Di wilayah barat Jakarta, pulau yang termasuk paling murah itu  adalah Pulau Untung Jawa. Indikasinya, bagi warga  masyarakat biasa yang berasal dari Tangerang masih bisa ke sana, tarif masuknya masih ringan. Tetapi kalau Anda bertolak dari Jakarta, lalu naik sedikit ke utara, misalnya ke Pulau Bidadari, Pulau Ayer, pulau-pulau di kawasan itu bisa dikatakan kelas menengah dan bawah.

Lain halnya kalau Anda naik lebih ke utara lagi, sampai kira-kira sejauh 40  kilometer dan menemukan Pulau Bira, Pulau Pantara, Pulau Sepa, Pulau Matahari, dan Pulau Genteng. Jika Anda, tergolong rakyat biasa, jangan berharap bisa masuk ke sana. Pulau-pulau itu sudah menjadi milik orang-orang yang   uangnya sudah tidak ber-seri, para konglomerat.


Saya prihatin menyaksikan keadaan ini. Semestinya pulau-pulau itu bisa dipakai untuk sarana umum. Kira-kira kalau di darat, kita bisa mengadakan  kegiatan out bound, semestinya di pulau-pulau kecil itu pun kita bisa melakukan kegiatan serupa. Setidaknya bagi kapal-kapal layar bisa merapat  sejenak di pulau - pulau kecil itu,    sekedar   untuk   memetik   sebutir  kelapa, melepas dahaga.

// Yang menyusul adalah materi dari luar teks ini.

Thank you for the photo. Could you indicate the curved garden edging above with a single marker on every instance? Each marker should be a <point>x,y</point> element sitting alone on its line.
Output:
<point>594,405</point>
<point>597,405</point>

Sepertinya, belum ada komitmen yang tegas untuk melaksanakan peraturan undang-undang: bahwa sebuah pulau itu memiliki ruang publik dan berfungsi sosial. Ataukah memang benar bahwa kepentingan  umum sudah dikalahkan oleh uang?  Yang jelas, ternyata bisa segelintir orang, secara pribadi memiliki dan  menguasai pulau-pulau di gugusan Kepulauan Seribu. Perilaku serupa itu, cuma disaingi oleh para big boss raja narkoba Amerika Latin yang berkepentingan untuk mengamankan wilayahnya.